Blog ·
Shrinking a WebGPU background to 22 KB on the wire
I built a WebGPU animation: a faceted liquid-mirror grid simulated and rendered on the GPU with wgpu, compiled to WebAssembly. It ripples on its own from random impulses in the simulation. It loads on every page and it is not the content, so it cannot be expensive. A background animation that costs 100 KB has no business shipping.
It started at 101,806 bytes. I got it to 56,459 bytes, which Cloudflare serves as about 22 KB of Brotli over the wire. Here is everything that moved the number, including the things that didn't, because the dead ends are half the lesson.
The starting point
The crate was already built the way every guide tells you to build a release WASM:
[profile.release]
opt-level = "z" # optimise for size, not speed
lto = true # fat LTO: inline and prune across crates
codegen-units = 1 # no parallelism, better cross-function optimisation
panic = "abort" # no unwinding tables
strip = true # drop symbolsThen wasm-bindgen to generate the JS glue, then wasm-opt -Oz from Binaryen for another pass. That is the standard recipe, and it got me to 99.4 KB. Every further gain came from going past the standard recipe.
Rebuild the standard library: 30 KB gone
The biggest single lever is one most projects never pull, because it needs nightly: recompile std, core, and alloc from source, optimised for size, so your profile settings reach the standard library instead of stopping at your own crate. The prebuilt std that ships with the toolchain is compiled for speed and includes machinery you will never call.

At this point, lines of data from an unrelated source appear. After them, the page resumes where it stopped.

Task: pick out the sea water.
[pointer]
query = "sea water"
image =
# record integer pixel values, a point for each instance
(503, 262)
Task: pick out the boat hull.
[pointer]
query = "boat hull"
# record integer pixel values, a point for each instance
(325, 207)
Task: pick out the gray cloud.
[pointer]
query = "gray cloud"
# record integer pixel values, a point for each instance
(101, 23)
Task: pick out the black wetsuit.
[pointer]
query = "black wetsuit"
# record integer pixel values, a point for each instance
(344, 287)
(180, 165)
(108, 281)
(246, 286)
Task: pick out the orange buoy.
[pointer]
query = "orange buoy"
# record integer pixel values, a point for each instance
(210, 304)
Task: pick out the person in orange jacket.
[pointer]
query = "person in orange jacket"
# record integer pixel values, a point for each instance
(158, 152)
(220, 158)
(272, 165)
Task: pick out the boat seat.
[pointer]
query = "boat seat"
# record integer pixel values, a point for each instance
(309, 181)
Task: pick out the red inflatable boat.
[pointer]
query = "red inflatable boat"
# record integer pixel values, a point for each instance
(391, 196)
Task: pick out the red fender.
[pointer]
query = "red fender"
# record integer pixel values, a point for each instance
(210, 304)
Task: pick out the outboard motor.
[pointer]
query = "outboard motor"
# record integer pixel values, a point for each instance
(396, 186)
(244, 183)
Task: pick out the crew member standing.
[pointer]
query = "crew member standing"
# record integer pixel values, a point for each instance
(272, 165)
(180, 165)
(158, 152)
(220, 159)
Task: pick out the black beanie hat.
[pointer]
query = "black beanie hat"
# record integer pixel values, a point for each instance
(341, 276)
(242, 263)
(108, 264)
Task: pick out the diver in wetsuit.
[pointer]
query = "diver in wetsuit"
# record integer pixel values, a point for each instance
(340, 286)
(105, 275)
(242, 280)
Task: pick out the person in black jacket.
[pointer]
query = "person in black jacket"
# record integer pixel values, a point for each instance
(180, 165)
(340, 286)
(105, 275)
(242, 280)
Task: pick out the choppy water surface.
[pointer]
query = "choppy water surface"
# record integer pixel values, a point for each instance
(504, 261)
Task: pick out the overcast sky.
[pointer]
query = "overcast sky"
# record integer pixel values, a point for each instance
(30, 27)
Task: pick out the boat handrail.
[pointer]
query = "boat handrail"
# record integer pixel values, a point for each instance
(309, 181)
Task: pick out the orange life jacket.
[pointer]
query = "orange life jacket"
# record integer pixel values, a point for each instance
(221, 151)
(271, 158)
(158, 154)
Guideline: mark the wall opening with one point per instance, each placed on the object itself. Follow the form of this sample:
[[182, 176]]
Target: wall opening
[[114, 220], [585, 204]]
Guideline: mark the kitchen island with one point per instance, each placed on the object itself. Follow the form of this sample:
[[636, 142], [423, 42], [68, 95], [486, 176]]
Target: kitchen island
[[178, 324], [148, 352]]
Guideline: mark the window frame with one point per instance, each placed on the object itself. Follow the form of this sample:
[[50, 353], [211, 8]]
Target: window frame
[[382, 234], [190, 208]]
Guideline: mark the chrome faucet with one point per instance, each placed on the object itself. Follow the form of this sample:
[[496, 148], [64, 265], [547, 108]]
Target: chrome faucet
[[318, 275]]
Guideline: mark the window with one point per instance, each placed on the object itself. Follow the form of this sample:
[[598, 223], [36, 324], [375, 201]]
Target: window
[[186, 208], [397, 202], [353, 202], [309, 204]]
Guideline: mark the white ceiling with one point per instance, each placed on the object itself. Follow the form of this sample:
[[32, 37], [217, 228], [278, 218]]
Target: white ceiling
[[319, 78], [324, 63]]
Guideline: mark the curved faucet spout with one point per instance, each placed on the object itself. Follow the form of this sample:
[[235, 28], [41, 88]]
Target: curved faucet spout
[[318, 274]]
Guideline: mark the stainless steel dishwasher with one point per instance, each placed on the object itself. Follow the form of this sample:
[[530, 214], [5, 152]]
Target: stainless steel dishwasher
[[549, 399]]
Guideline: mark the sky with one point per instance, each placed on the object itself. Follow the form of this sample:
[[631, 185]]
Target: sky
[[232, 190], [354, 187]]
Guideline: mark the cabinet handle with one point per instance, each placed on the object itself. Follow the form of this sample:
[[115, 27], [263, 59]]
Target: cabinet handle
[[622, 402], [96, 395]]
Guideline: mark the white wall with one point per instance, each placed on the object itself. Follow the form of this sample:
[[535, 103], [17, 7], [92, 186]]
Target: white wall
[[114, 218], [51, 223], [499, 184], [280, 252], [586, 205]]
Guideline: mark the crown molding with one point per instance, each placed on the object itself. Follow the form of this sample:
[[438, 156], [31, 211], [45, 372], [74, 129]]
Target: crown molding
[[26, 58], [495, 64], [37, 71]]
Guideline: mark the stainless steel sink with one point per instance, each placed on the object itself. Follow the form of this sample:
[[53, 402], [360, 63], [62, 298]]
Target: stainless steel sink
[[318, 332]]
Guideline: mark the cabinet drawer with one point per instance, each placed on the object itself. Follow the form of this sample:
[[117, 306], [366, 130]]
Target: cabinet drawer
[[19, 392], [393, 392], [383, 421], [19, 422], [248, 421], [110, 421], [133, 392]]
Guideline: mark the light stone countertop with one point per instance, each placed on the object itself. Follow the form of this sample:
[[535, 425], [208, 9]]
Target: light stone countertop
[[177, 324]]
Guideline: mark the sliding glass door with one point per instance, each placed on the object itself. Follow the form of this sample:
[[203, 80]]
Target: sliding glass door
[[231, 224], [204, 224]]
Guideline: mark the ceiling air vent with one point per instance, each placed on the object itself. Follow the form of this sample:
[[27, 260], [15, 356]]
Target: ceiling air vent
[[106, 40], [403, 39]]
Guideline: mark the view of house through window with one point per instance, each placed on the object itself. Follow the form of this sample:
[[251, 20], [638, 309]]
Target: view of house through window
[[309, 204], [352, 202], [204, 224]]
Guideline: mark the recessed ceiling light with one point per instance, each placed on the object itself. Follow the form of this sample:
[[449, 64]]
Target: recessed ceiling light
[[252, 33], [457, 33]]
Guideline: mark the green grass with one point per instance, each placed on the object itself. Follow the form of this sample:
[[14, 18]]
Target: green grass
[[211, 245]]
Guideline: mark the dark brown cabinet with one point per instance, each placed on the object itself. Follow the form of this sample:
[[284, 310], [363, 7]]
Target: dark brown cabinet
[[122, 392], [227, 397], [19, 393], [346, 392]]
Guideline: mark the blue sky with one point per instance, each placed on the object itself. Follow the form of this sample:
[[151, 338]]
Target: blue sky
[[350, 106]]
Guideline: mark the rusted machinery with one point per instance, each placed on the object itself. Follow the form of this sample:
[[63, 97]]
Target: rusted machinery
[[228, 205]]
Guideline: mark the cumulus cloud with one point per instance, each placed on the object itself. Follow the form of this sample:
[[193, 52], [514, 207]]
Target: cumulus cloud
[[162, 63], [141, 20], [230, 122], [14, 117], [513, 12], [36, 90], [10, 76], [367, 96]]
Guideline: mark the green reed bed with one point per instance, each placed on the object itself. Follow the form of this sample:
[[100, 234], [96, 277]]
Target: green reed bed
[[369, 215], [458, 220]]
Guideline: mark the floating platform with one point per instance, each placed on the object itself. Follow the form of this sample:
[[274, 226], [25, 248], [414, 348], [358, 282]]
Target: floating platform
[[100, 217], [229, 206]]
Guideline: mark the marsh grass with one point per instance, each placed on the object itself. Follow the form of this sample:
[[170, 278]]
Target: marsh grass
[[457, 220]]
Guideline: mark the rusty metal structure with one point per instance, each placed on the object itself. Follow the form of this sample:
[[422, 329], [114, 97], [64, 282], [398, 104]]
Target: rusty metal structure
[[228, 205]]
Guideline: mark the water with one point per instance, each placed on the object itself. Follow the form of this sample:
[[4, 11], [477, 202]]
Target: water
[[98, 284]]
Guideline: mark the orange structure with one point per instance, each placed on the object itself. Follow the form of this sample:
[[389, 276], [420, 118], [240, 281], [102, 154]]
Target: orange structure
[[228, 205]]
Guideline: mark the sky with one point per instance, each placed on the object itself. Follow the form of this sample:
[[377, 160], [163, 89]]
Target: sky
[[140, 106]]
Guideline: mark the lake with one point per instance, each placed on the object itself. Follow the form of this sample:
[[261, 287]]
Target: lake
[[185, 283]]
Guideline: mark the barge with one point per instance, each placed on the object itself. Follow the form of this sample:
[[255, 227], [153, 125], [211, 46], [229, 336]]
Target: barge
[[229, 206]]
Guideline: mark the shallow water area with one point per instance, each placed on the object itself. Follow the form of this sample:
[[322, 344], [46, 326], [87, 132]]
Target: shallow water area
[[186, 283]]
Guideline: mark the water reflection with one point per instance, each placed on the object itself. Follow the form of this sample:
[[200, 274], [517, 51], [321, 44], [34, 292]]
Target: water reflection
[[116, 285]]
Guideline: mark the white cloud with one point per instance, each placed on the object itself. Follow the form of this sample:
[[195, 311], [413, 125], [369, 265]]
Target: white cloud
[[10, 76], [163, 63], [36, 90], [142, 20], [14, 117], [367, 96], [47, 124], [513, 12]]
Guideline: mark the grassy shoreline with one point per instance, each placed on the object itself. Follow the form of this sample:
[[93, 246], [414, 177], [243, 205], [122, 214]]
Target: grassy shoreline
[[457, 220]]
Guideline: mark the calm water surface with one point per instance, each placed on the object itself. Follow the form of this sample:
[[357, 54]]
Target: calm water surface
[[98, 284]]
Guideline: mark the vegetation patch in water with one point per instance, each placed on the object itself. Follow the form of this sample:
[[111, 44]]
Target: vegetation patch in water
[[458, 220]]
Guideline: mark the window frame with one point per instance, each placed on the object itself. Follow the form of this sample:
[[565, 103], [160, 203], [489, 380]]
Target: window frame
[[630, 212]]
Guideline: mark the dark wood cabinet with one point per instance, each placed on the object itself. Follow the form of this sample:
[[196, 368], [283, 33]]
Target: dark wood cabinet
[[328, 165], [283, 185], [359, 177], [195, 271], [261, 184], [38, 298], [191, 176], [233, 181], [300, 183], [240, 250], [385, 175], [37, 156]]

On current nightly the recipe has three parts. A .cargo/config.toml:
[unstable]
build-std = ["std", "panic_abort"]
build-std-features = ["optimize_for_size"]A pinned toolchain, because you are now compiling the standard library and a drifting nightly can change the output or fail outright:
# rust-toolchain.toml
[toolchain]
channel = "nightly-2026-06-05"
components = ["rust-src"]
targets = ["wasm32-unknown-unknown"]And the panic strategy that actually deletes the panic-formatting code. This used to be a build-std feature called panic_immediate_abort; it is now a real strategy you set in the profile, gated by a cargo feature:
cargo-features = ["panic-immediate-abort", "trim-paths"]
[profile.release]
panic = "immediate-abort"
trim-paths = "all"immediate-abort turns every panic into a bare trap, with no message and no location string. This step alone took the module from 99.4 KB to 71.6 KB.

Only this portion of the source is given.